Mata uang tersebut dikenal dengan kode JIM (Japan invation money) atau banana money karena pada lembaran mata uang tersebut terdapat gambar pohon pisang. Uang ini kemudian dirubah oleh pemerintah Jepang untuk menarik simpati pemimpin dan rakyat Indonesia kepada Jepang. Secara berangsur mata uang invasi itu diganti dengan mata uang pendudukan dengan satuan rupiah.
Dengan demikian, selama tiga setengah tahun masa pendudukan Jepang ada tiga jenis mata uang yang beredar, yaitu mata uang Japanche Regeering sewaktu invasi dan kemudian berubah setelah masa pendudukan, mata uang Nippon Teikoku Seihu, dan mata uang pemerintah Dain Nipppon. Sejak saat itu uang Jepang pun beredar secara masif di Indonesia. Sampai pada bulan Agustus 1945, mata uang yang beredar di Jawa saja, berjumlah 1,6 milyar.
Pada tahun pertama kemerdekaan beredar tiga jenis mata uang, yaitu uang gulden Javasche Bank (uang gulden Hindia Belanda), uang pemerintah Hindia Belanda, dan uang Jepang. Beredarnya alat tukar yang berbeda-beda ini telah menimbulkan kebingungan di kalangan penduduk. Tercatat 3.900.000 uang asing masih beredar di Indonesia.

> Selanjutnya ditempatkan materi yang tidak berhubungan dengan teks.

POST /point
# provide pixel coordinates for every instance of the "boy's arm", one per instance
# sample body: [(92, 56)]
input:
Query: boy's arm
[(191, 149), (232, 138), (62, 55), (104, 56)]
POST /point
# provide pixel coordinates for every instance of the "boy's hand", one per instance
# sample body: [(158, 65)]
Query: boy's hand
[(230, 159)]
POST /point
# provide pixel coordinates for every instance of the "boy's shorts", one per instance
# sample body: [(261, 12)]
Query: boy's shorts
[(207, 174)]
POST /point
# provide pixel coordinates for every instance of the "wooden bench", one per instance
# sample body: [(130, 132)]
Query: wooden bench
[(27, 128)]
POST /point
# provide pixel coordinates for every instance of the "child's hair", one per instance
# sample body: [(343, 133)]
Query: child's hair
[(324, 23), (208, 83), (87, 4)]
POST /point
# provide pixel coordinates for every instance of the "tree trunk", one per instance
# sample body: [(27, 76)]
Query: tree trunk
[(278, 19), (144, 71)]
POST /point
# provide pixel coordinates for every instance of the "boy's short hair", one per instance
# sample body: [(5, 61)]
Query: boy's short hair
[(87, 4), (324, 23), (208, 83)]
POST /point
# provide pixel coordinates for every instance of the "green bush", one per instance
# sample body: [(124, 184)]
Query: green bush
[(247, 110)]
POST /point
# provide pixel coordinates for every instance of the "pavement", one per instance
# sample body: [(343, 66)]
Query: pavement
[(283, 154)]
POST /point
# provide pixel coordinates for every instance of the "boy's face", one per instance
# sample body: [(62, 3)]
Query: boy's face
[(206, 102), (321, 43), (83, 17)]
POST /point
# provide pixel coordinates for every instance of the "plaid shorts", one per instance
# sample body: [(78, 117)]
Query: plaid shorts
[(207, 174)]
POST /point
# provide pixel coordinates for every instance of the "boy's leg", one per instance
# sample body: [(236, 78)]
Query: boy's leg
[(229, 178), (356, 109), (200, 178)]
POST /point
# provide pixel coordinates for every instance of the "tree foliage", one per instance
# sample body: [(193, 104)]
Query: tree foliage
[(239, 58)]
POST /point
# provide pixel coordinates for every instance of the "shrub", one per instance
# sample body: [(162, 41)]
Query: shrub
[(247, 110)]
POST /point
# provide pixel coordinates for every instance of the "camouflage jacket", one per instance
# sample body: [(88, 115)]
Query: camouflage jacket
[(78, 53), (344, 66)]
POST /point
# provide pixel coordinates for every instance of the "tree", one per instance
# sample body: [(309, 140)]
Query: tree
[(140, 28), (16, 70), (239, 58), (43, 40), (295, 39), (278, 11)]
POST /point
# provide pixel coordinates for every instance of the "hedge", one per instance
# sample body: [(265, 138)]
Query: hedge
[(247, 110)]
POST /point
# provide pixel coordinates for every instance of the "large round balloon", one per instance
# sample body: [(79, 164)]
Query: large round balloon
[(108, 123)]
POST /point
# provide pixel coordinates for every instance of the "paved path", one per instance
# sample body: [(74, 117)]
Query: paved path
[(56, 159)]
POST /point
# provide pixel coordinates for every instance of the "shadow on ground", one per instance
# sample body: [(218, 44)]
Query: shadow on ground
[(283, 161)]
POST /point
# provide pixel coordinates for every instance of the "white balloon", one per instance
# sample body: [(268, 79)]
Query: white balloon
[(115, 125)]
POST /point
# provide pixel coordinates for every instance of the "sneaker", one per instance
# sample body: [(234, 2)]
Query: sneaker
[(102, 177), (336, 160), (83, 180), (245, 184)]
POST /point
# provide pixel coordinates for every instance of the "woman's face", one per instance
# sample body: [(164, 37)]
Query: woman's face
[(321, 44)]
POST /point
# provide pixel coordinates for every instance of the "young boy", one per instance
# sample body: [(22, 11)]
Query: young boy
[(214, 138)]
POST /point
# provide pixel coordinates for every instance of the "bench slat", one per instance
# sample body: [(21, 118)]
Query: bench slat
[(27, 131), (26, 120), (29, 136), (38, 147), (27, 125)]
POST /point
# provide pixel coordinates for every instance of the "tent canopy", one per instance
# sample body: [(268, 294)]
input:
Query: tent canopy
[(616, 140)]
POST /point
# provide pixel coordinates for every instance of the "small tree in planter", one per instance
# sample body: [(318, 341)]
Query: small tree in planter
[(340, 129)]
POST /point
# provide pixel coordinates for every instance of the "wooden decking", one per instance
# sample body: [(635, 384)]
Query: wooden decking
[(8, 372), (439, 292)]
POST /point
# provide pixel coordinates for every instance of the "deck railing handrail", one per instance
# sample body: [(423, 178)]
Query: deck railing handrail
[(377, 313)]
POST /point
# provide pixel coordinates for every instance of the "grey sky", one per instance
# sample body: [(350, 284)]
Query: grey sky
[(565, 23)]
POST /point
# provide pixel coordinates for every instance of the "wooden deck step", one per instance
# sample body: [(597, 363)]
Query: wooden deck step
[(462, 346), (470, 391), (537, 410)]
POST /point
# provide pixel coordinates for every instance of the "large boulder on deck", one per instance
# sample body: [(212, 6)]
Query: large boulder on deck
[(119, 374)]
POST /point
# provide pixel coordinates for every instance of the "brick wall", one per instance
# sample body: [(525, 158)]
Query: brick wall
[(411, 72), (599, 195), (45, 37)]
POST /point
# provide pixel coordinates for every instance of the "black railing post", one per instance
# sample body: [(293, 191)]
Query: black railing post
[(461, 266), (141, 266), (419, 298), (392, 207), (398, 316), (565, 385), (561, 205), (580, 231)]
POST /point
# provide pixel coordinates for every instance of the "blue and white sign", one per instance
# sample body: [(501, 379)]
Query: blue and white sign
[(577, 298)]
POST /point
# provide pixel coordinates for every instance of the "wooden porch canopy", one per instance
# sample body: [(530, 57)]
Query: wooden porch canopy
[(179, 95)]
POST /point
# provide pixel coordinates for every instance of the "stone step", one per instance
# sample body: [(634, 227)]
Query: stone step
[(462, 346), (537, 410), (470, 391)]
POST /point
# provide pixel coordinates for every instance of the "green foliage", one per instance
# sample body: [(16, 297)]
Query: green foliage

Oleh karena itu, ekonomi Indonesia bertambah merosot. Pemerintah NKRI sendiri belum bisa menyatakan bahwa mata uang pendudukan Jepang tidak berlaku. Hal ini disebabkan negara sendiri belum memliki mata uang penggantinya.
Kas pemerintah kosong, pajak-pajak dan bea masuk lainnya sangat kurang, sebaliknya pengeluaran negara semakin bertambah. Untuk sementara waktu kebijakan yang diambil pemerintah adalah mengeluarkan penetapan yang menyatakan berlakunya beberapa mata uang sebagai tanda pembayaran yang sah di wilayah Republik Indonesia.
Sebagai akibat inflasi yang paling menderita adalah petani, karena pada zaman pendudukan Jepang petani adalah produsen yang paling banyak menyimpan dan memiliki mata uang Jepang. Di samping penderitaan yang dialami petani, situasi ekonomi yang sulit diperparah dengan blokade laut yang dilakukan oleh Belanda.
Blokade itu menutup pintu masuk perdagangan RI. Tindakan blokdae ini dimulai sejak bulan November 1945. Akibatnya, barang-barang dagang Indonesia tidak dapat diekspor dan tidak dapat mengimpor barang untuk mencukupi kebutuhan rakyat.
Di pihak lain, Belanda mengharapkan blokade terhadap Indonesia, memperburuk kondisi negara yang baru merdeka itu. Inflasi yang tidak terkendali juga diharapkan menimbulkan keresahan sosial, sehingga menimbulkan pemberontakan internal NKRI. Belanda waktu itu sangat optimis ekonomi RI akan segera ambruk. Namun, kenyataannya apa yang diharapkan Belanda tidak kunjung terjadi.
Usaha untuk Mengatasi Krisis Moneter Pertama
Usaha pemerintah untuk mengatasi krisis moneter pertama adalah dengan melakukan pinjaman nasional. Melalui persetujuan dari badan Pekerja Komite Nasional Indonesia Pusat (BPKNIP), Menteri Keuangan Ir. Surachman melaksanakan pinjaman itu. Pinjaman yang direncanakan berjumlah 1 milyar rupiah itu akan dibagi ke dalam dua tahap, dana akan dilunasi selambat-lambatnya dalam waktu 40 tahun.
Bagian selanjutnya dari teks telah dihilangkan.